Since 2020, SMILE has transitioned from a pilot project into scaling upstage, it has now become a part of the Ministry of Health’s 5 year plan for immunisation program with an aim that by 2024, SMILE will be implemented across all cold chain points (10, 000 facilities) in Indonesia. The mobile and web-based application are being implemented by the Ministry of Health and supported by UNDP. With SMILE, it can strengthen the public health system opening windows to achieve the health-related targets of the 2030 Agenda for Sustainable Development – namely those under Sustainable Development Goal 3: Good health and well-being for all of all ages.
How can this address equity and efficiency challenges in Indonesia’s healthcare system?
The digital innovation consists of a mobile app for the cold chain handlers, a web interface for data storage and a temperature logger that monitors storage temperature of vaccines to ensure that quality vaccines are delivered timely and as needed. Following its implementation in 2018, SMILE has focused on expansion to reach 600 Public Health Centers by 2021. Despite the pandemic, the role of technology protects its implementation in being hindered. Therefore, until now, SMILE has achieved the following results:
All vaccine inventories digitized at 58 cold chain points in West Java and Banten, linking to 2,723 Integrated Health Centers (Posyandu) and private practices and is currently on progress to be socialised through 6 provinces in Riau, Banten, DKI Jakarta, West and Central Java and Gorontalo, with a total of 11 districts and 560 cold chain points.
16,000 transactions per month on SMILE, showing high levels of usage and adoption by healthcare staff (Puskesmas).
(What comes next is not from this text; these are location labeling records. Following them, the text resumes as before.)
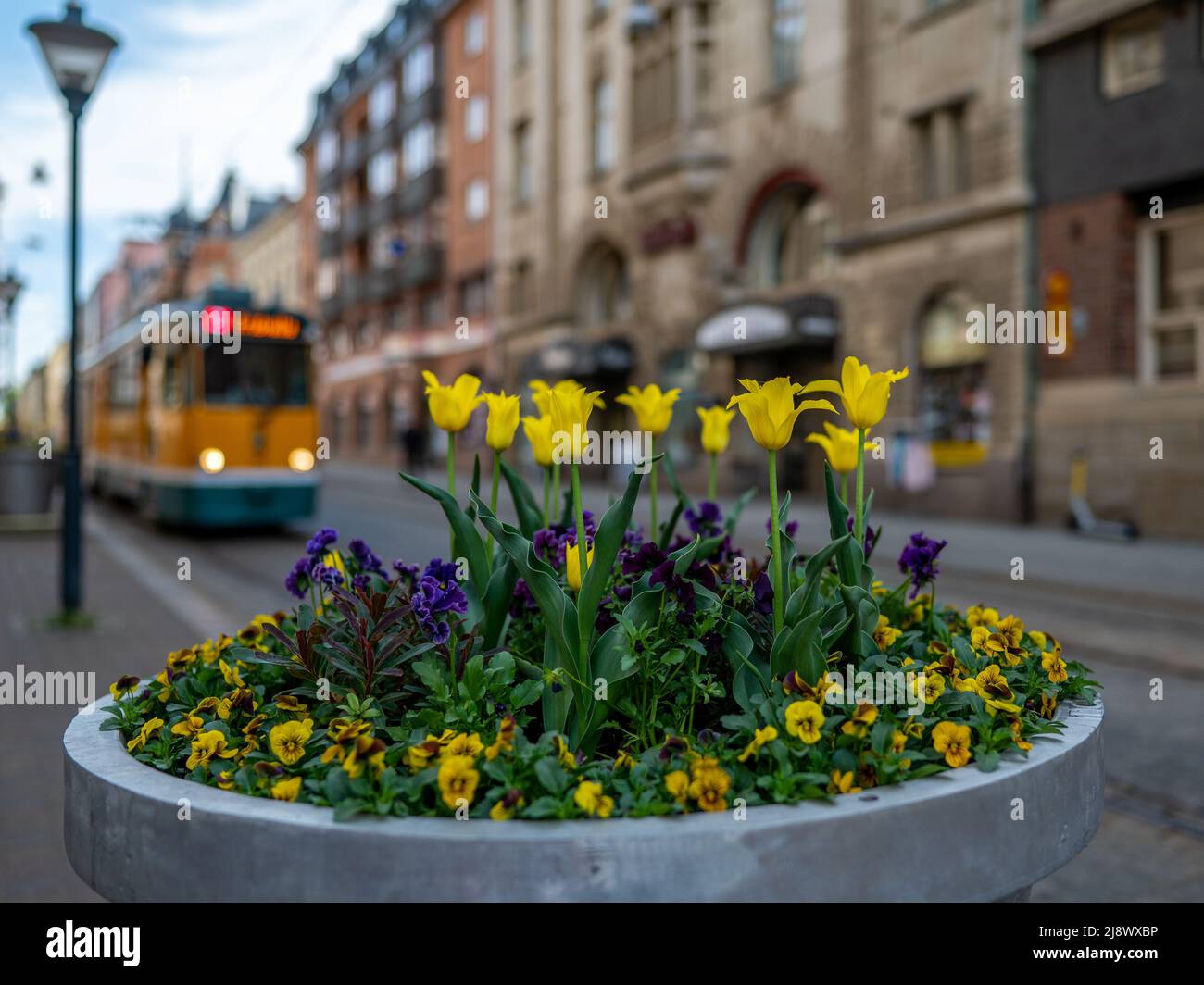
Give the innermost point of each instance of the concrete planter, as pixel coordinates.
(947, 837)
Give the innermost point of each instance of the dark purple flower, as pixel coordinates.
(364, 555)
(321, 540)
(762, 595)
(919, 559)
(707, 520)
(438, 592)
(326, 576)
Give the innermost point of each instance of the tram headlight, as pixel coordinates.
(211, 460)
(300, 459)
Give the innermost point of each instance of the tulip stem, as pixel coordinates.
(493, 504)
(452, 481)
(651, 453)
(778, 588)
(859, 523)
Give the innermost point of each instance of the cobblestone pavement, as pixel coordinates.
(1130, 611)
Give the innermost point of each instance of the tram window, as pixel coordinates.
(261, 373)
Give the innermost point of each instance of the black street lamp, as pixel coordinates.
(76, 56)
(10, 288)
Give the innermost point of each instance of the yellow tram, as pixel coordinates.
(203, 413)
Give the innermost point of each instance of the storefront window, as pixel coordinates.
(955, 413)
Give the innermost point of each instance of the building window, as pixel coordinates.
(476, 200)
(942, 151)
(955, 412)
(326, 153)
(473, 295)
(522, 288)
(1133, 56)
(474, 31)
(382, 172)
(521, 31)
(787, 22)
(418, 148)
(418, 70)
(602, 131)
(524, 177)
(325, 283)
(476, 118)
(787, 237)
(603, 294)
(1174, 306)
(382, 101)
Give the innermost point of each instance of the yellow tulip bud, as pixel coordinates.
(771, 412)
(841, 445)
(450, 407)
(654, 408)
(715, 429)
(504, 420)
(538, 431)
(863, 393)
(573, 565)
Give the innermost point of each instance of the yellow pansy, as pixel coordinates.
(458, 780)
(862, 393)
(502, 421)
(678, 784)
(841, 447)
(1054, 666)
(538, 431)
(709, 788)
(207, 745)
(288, 740)
(771, 412)
(573, 565)
(715, 429)
(590, 799)
(805, 719)
(287, 789)
(145, 732)
(759, 737)
(653, 407)
(450, 407)
(885, 633)
(954, 741)
(570, 412)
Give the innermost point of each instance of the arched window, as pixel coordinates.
(603, 294)
(787, 237)
(955, 412)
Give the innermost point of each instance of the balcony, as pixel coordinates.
(417, 193)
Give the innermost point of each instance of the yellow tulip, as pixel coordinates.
(841, 445)
(540, 391)
(570, 412)
(653, 407)
(573, 565)
(771, 412)
(452, 405)
(863, 393)
(538, 431)
(715, 429)
(504, 420)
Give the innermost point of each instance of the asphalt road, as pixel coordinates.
(1128, 611)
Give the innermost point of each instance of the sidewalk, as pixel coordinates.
(32, 861)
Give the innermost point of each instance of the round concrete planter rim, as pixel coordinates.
(97, 761)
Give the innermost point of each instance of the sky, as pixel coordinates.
(195, 87)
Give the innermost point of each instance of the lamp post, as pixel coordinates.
(10, 287)
(75, 56)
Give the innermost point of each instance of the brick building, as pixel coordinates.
(1121, 244)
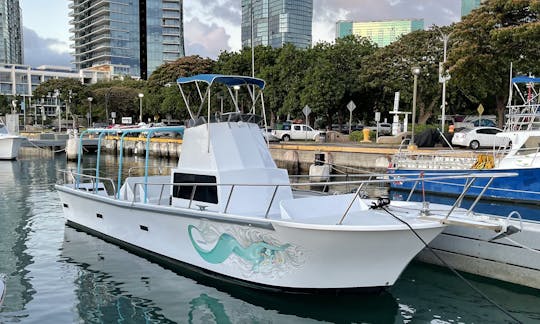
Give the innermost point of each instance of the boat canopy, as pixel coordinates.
(228, 80)
(525, 79)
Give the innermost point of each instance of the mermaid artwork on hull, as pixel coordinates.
(256, 254)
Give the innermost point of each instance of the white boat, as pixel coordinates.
(227, 210)
(514, 259)
(9, 143)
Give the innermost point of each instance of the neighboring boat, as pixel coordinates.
(522, 128)
(515, 260)
(9, 143)
(227, 210)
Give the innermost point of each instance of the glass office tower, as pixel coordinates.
(469, 5)
(380, 32)
(11, 48)
(277, 22)
(126, 37)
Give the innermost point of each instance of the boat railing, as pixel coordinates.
(159, 169)
(163, 188)
(523, 118)
(82, 181)
(470, 179)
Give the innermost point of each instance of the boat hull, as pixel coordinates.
(269, 254)
(470, 250)
(523, 188)
(9, 147)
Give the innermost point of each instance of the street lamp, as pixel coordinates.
(220, 97)
(443, 77)
(236, 88)
(89, 111)
(141, 95)
(415, 71)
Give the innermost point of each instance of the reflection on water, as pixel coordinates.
(114, 284)
(60, 275)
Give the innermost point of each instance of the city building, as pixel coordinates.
(277, 22)
(21, 80)
(126, 37)
(11, 46)
(469, 5)
(380, 32)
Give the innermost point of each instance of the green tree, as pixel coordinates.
(389, 70)
(331, 79)
(71, 92)
(486, 42)
(120, 96)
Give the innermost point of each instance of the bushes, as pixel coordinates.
(356, 136)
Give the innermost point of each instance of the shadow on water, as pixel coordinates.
(114, 284)
(446, 297)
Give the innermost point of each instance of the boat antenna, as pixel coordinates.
(510, 86)
(478, 291)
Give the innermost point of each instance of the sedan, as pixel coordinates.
(480, 137)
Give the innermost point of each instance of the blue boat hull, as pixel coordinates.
(524, 188)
Data entry errors have also been reduced by 74%.
Vaccine stock-outs have been reduced by 70% and over-stocking by 47%. Vaccine stock wastage has been reduced by more than 90%.
Over 200 vaccine handlers and health care workers have been trained on SMILE.
75 temperature loggers installed for remote temperature monitoring of cold chain equipment.
Digitizing the core of the health chain can encourage operational efficiencies thus can offer cost-effective opportunities for healthcare providers to deliver quality products at the right time, this brings solutions to address inequities in health coverage. As SMILE is recognized by Indonesia’s Ministry of Health, they are supported and committed to providing the necessary resources from skilled training, knowledge management to implementation of the program to overcome constraints of infrastructure, monitoring, and management information systems, and human resources which often result in over-stocking of vaccines in storage centers. Setting preventive measures in the healthcare industry is important in a post-pandemic situation, with technology, we are provided with real-time data that will enable policy and decision makers to act upon empirical evidence and soon heal Indonesia’s wounds.
Technology enablers should come to the forefront in providing digitized supply chain tools and efficiency across the health chain from inventory management to medical supplies. These are one of the ways healthcare can be disrupted to provide access for all. With real-time data provision, the accuracy of information and data will be clear thus preventing inventory issues, which are critical to address Indonesia’s equity challenges due to its dispersed geographical nature.